Meski pun saat ini kita tengah hidup dalam masyarakat yang mulai terjangkit budaya individualis, akan tetapi, selalu akan muncul tunas-tunas baru yang berusaha peduli dan merangkul sesama. Akan selalu ada orang-orang yang istiqomah menebar butir-butir kebaikan, ikhlas dan tulus berbagi serta melayani sepenuh hati.
Terkadang logika rasanya tak sampai untuk memahami, atas dasar apa orang-orang terus bersemangat berkorban demi kepentingan orang lain? Mengorbankan harta benda, tenaga dan waktu yang mereka punya. Menjadikan kepentingan umat lebih utama dari pada kebutuhan dirinya sendiri.
Rasullullah: Teladan dalam Pengorbanan
Rasulullah dan para sahabat telah memberikan teladan terbaiknya dalam melayani umat. Tak ada satu hari pun yang berlalu dalam hidupnya tanpa mengorbankan seluruh dirinya untuk kemaslahatan umat.
Maka, inilah hari-hari menjelang perang Khandaq. Seperti yang diriwayatkan Jabir bin Abdillah Radhiyallahu ‘Anhu.
Saat itu kota madinah dikepung musim dingin yang menggigilkan tulang. Sementara di luar, mereka harus menggali parit sepanjang 5 kilometer untuk menghadapi pasukan Quraisy yang akan datang. Persediaan makan menipis, hingga yang tersisa hanya minyak dan sedikit tepung yang lengket di tangan mereka. rasa lapar mendera dan begitu menyiksa. Bahkan pernah selama tiga hari pasukan kaum muslim tidak makan sama sekali. Terlebih rasulullah, beliau sampai melilitkan batu di sekeliling perutnya untuk menahan rasa lapar. Turut bekerja menggali parit, merasakan lapar yang sama sebagaimana para sahabat.
Jabir bin Abdillah merasa tak tega dengan kondisi rasulullah.
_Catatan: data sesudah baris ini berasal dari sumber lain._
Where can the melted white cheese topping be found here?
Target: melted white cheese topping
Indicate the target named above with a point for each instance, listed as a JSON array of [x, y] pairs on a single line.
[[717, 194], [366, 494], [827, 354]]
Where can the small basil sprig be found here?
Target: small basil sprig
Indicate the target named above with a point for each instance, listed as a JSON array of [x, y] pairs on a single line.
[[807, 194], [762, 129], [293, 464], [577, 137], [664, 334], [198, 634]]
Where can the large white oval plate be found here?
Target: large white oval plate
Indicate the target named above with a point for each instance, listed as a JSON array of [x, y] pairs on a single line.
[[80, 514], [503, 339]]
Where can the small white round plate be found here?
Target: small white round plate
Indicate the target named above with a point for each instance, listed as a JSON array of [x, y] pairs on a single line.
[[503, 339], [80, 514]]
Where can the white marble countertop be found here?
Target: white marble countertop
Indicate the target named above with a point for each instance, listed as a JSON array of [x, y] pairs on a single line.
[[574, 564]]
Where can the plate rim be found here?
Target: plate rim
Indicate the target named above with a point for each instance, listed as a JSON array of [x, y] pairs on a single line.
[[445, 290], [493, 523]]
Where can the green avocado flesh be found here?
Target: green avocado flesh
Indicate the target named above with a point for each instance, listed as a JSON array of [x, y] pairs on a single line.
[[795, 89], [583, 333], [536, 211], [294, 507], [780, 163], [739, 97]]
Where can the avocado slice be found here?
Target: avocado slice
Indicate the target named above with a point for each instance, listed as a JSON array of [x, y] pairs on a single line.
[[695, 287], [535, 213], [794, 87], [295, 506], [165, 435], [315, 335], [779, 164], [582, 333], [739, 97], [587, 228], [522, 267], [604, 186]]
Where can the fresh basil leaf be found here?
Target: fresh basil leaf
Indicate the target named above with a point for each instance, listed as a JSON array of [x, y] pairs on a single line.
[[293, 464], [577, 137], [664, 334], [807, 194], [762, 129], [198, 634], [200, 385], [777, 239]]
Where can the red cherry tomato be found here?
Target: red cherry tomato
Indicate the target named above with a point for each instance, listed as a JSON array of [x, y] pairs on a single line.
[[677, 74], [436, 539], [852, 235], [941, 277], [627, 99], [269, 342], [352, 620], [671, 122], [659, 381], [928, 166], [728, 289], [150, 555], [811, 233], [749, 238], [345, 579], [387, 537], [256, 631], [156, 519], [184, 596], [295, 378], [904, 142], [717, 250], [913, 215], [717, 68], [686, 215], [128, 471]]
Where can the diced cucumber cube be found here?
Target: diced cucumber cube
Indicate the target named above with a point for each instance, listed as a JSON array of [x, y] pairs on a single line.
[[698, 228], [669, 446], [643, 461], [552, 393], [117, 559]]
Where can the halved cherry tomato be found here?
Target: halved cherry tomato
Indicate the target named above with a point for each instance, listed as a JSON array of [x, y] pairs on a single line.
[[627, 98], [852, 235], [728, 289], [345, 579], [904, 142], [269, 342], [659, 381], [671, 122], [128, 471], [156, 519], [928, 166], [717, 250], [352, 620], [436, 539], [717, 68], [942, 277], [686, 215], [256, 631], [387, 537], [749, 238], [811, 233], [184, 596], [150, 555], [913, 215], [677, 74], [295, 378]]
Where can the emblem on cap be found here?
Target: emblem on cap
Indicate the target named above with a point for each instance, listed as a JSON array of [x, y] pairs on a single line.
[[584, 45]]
Ia lalu pulang ke rumah menemui istrinya. “Demi Allah, adakah sesuatu yang bisa untuk dimasak, istriku?” tanyanya, “aku tak sampai hati melihat rasulullah tersiksa menahan lapar,’ sambungnya. Hanya ada seekor kambing dan segenggam tepung kasar di rumahnya saat itu. Lalu Jabir meminta istrinya untuk mengadon tepung menjadi roti. Sementara Jabir bertugas menyembelih dan menguliti kambing satu-satunya.
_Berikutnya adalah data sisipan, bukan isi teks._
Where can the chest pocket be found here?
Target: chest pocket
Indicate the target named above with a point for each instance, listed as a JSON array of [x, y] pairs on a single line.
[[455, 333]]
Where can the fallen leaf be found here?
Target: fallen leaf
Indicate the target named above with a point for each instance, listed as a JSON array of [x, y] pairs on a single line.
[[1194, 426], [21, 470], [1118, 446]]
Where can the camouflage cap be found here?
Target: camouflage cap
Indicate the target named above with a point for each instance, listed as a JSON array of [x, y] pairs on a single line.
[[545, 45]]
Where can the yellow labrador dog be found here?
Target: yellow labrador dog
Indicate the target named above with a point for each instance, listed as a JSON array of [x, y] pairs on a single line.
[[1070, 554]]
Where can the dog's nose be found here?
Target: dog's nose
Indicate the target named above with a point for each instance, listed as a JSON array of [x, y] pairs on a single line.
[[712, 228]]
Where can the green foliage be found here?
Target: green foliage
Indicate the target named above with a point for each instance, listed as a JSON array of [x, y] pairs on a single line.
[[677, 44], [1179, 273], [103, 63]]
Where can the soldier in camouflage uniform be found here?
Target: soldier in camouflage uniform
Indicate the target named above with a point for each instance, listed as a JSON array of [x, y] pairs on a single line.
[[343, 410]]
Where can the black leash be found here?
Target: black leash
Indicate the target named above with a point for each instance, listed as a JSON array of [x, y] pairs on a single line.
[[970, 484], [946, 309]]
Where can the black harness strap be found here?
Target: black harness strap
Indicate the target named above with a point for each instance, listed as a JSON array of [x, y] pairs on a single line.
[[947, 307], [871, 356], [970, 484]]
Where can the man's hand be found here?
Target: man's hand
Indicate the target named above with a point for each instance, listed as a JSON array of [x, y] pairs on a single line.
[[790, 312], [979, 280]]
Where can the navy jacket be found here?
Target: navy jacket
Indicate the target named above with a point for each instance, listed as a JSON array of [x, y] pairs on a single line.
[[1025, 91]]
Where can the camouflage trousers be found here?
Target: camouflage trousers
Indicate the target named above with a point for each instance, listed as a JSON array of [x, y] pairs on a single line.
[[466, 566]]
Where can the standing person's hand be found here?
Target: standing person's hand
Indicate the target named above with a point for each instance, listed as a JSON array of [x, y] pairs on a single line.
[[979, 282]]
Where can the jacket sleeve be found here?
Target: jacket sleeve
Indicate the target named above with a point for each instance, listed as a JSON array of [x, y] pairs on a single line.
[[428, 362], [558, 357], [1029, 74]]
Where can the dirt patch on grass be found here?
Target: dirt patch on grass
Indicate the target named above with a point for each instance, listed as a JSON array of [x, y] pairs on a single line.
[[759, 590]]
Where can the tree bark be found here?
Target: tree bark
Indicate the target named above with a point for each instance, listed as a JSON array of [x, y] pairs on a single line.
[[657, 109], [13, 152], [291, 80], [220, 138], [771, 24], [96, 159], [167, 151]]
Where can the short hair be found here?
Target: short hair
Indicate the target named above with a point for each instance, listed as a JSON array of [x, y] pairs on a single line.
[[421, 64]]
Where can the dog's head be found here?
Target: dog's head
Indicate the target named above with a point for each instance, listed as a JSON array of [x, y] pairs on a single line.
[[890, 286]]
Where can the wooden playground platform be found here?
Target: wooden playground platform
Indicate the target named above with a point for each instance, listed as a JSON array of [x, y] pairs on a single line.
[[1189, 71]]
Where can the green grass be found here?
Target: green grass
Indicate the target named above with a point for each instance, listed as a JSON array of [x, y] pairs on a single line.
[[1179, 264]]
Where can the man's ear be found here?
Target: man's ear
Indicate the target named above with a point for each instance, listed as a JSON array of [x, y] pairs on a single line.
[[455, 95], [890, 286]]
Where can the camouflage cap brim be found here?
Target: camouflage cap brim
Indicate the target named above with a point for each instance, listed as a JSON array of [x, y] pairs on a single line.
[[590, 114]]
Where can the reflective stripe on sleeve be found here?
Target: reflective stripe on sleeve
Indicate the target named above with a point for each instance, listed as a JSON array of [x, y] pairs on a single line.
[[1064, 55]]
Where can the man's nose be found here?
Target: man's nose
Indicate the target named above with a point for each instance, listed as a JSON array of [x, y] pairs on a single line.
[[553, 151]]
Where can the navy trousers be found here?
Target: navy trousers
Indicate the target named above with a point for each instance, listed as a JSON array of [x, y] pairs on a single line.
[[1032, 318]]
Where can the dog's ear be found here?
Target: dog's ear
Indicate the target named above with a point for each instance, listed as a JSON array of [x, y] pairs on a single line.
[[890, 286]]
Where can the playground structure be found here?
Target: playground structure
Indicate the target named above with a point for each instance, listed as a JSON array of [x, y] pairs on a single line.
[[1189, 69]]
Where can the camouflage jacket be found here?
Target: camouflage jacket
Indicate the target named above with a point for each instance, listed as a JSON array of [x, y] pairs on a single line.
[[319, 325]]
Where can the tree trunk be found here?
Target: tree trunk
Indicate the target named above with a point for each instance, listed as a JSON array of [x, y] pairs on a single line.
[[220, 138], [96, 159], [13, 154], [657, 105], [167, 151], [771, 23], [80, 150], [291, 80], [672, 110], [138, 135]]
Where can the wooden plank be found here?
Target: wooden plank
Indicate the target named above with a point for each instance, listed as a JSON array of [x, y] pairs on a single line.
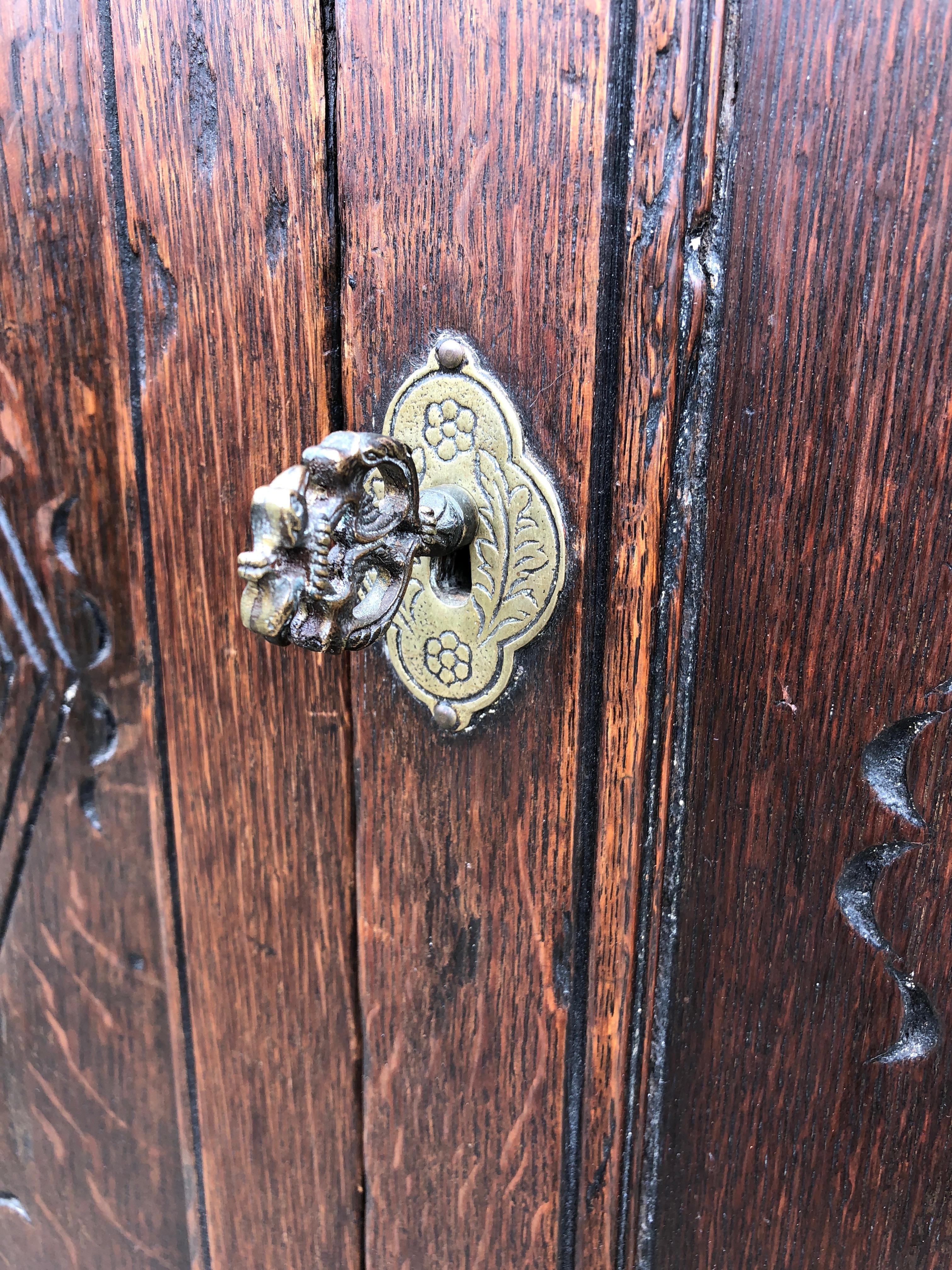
[[624, 921], [470, 167], [825, 620], [223, 123], [89, 1023]]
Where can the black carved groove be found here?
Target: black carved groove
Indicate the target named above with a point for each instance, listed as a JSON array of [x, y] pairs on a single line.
[[885, 769], [885, 766]]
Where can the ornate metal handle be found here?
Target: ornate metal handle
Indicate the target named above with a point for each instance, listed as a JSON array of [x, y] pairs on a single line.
[[336, 539]]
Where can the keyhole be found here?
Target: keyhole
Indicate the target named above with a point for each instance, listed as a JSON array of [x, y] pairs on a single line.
[[452, 576]]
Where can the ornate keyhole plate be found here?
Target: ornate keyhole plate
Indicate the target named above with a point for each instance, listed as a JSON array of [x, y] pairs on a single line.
[[457, 630]]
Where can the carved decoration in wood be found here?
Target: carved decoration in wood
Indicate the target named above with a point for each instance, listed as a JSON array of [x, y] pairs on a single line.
[[884, 768]]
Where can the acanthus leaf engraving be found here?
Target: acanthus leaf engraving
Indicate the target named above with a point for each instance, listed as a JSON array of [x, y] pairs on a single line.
[[462, 430]]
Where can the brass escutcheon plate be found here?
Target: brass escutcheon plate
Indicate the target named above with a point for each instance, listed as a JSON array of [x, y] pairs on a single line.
[[454, 647]]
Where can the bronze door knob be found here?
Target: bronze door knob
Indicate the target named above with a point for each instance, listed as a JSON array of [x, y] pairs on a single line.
[[336, 539]]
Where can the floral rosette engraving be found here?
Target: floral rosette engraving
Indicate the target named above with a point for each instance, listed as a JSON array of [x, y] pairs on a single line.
[[454, 646]]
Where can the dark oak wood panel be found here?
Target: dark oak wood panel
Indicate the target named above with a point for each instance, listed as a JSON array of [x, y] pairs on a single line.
[[223, 124], [827, 618], [89, 1020], [645, 430], [470, 168]]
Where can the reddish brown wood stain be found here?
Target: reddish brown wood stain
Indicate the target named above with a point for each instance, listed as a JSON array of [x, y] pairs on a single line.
[[470, 176], [89, 1023], [644, 438], [223, 124], [827, 618], [328, 838]]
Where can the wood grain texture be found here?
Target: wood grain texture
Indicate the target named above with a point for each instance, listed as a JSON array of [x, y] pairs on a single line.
[[89, 1030], [645, 431], [470, 168], [827, 618], [223, 124]]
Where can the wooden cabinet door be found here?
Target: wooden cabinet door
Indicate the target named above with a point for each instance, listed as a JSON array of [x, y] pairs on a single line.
[[648, 967]]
Setelah masakan matang, Ia lalu mendatangi rasulullah dan mengundang beliau makan ke rumahnya. Rasulullah menyambut dengan senang. Sekalipun, tak pernah beliau meletakan kepentingannya di atas kepentingan umat. Beliau Lantas mengumumkan pada semua pasukan kaum muslim, “Jabir mengundang kita makan di rumahnya, semuanya datanglah untuk makan bersama” Jabir kaget dan kelimpungan. Bagaimana mungkin seekor kambing dan segenggam roti bisa mencukupi perut prajurit kaum muslimin yang tengah kelaparan?
Rasulullah yang menangkap kepanikan Jabir hanya tersenyum. Beliau menepuk pundaknya dan menggamit lengannya untuk berangkat bersama.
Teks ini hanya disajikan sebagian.